Measles is a normally mild infection for young children who are in good nutrition status. This is why it has decreased. I’ve added visuals above illustrating that vaccines can not be credited with reducing measles (US data). If your children are exposed to wild type measles, are well nourished, growing well, and in strong status for nutrients I mention here (vitamins A, D, C, zinc, and iron) then they are likely to have an inconvenient but benign course of infection with full recovery and lasting immunity, should they encounter wild type measles. I will add that in my pediatric nutrition practice, I routinely find that children are not in good nutrition status – but because pediatrics does not engage nutrition screening or care, no one notices, and the children end up with chronic infections despite full vaccination, not to mention developmental or learning disorders or behavior and conduct disorders. I capture findings often for weak zinc, weak iron or pre-anemia, poor protein intakes, poor growth patterns, low vitamin D status, and a dearth of vitamin A rich foods in their diets that doctors and specialists have never thought to look for at all. These children are sitting ducks not just for poor outcomes with any infection, but especially measles, which will demand the immune system vigorously engage these nutrients to respond. If these nutrients are depleted, the child will be sicker, longer, and will have more complications. These children may also tolerate an MMR shot poorly and lapse into chronic diarrheal illness and developmental delays – I have too many case accounts of this outcome to count.
I have measles and I’m 39 yrs old. My mother said I had measles when I was a child and I even have 2 doses if the vaccine. I am allegric to shrimp and dustmites. They say I must not eat eggs and chicken so as not to aggravate the itch…. I’m worried about being told adult measles is very risky and prone to pneumonia and the disease in the brain. Antihestamine has no effect even if I’m taking. 2x a day. What can you recommend? Thanks a bunch.
This is a very good question. What you need to do is have your doctor check if you are immune to measles. Since you have had the actual infection, your antibody levels may be in tact against measles, and you are thus protected.
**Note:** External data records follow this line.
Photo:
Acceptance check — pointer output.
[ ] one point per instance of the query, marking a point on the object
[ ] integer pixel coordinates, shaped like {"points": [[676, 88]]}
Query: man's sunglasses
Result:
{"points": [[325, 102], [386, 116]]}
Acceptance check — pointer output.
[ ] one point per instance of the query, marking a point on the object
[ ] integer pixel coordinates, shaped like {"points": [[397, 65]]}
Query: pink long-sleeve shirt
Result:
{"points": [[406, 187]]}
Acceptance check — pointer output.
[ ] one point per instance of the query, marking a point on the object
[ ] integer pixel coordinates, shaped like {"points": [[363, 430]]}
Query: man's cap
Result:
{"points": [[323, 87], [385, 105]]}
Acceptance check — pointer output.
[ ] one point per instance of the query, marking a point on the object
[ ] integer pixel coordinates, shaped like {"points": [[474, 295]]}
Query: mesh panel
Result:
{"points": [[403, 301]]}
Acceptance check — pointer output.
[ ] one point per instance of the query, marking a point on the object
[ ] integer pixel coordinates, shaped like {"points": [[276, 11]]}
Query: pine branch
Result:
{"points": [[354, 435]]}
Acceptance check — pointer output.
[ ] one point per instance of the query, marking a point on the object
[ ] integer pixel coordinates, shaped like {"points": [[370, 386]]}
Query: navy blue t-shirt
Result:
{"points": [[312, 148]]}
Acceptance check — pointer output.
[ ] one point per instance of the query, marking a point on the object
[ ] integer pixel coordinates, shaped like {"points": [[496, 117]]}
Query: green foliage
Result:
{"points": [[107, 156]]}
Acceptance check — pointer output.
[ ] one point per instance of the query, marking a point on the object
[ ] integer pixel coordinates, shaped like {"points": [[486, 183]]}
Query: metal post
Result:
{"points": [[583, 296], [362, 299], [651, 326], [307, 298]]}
As mentioned here, vitamin A, protein, zinc and iron are tools the immune system uses to fight and shed this virus when we are infected or vaccinated. So have your doctor complete a blood test for you vitamin A level, serum zinc, serum iron, ferritin, TIBC, transferrin, and saturation. Those measure your status for those nutrients. Ideally have him/her include your quantitative immunoglobulin levels and make sure they are solid in the mid or higher lab ranges. These all describe good protection for you and will make your immune system function at its best. If your results are marginal but still within lab reference ranges, then you are more vulnerable, and you should use nutrition supports to bolster your body’s resources to protect you.